Agora, para sustentar seus 520 funcionários e manter as 58 edificações —entre pavilhões de artistas, galerias e prédios administrativos—, Inhotim se vê na mesma situação dos principais museus do país, muito dependente de dinheiro público da Lei Rouanet. As contas fecham com patrocínios diretos e a receita da bilheteria e de demais fontes, como a loja e os restaurantes.

“Meu projeto é deixar um marco de gestão”, diz Azevedo, entre um gole e outro de Coca Zero num bar em Inhotim, ao classificar seu cargo de “um enorme desafio”. Ela conquistou a presidência depois de passar dois anos como vice, posição para a qual havia sido convidada por Bernardo Paz.
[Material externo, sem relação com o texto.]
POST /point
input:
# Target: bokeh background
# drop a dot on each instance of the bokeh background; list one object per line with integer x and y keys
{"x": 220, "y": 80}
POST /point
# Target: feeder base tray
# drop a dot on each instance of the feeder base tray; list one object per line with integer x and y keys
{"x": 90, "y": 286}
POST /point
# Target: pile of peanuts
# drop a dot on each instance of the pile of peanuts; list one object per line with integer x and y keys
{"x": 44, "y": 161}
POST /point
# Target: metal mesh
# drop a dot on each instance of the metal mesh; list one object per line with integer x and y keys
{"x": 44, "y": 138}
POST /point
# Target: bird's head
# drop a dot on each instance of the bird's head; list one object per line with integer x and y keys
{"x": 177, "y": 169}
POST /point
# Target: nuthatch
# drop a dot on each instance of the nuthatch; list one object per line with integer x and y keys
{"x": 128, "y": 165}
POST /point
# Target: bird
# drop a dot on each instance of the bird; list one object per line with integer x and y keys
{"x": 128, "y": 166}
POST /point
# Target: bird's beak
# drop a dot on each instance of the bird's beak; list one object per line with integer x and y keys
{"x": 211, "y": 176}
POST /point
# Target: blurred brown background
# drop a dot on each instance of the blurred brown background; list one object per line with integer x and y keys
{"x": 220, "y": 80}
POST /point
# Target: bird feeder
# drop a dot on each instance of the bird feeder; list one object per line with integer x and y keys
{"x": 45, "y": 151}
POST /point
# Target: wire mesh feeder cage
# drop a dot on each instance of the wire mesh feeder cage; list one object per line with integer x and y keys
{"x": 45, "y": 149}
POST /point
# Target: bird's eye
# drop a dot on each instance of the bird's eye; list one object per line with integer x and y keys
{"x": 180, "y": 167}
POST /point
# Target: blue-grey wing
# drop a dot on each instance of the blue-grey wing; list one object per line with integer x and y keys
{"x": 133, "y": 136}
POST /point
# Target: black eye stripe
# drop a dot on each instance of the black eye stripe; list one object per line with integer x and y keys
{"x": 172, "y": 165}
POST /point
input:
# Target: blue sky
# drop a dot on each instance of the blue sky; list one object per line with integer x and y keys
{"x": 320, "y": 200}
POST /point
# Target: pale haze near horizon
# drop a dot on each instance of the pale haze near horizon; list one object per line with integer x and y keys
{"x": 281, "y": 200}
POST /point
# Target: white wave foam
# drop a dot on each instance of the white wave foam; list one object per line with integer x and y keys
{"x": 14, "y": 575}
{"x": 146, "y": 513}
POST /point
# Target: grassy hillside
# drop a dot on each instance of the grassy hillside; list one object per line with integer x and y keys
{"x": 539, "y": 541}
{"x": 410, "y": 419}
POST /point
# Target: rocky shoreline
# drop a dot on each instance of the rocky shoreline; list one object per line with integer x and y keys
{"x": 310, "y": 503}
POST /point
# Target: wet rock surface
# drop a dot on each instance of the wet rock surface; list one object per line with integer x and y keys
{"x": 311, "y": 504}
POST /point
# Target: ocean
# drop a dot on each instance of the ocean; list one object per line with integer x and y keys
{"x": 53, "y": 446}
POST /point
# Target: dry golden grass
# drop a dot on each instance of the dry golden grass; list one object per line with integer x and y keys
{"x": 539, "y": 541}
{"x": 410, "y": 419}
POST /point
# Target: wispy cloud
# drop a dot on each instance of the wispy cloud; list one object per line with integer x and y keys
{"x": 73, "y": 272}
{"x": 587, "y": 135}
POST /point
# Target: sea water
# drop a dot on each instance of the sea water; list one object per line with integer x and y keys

Filha de um profissional do mercado financeiro e de uma modelo que estampava capas de revistas na década de 1960, a paulista teve um pai muito preocupado com dinheiro e uma mãe que vivia cercada de artistas. Foi assim, ela conta, que nasceu sua paixão por arte.

Ela se considera curiosa e diz que aprende rápido. Autodidata, não concluiu a faculdade, mas isso não a impediu de ocupar, por mais de uma década, cargos de direção no Museu de Arte Moderna de São Paulo, no Instituto Tomie Ohtake e no Instituto de Arte Contemporânea. Nas instituições paulistanas, aprimorou as habilidades de gestora e cultivou contatos com personalidades da arte e dos negócios, gente que influencia o pensamento e o PIB do Brasil.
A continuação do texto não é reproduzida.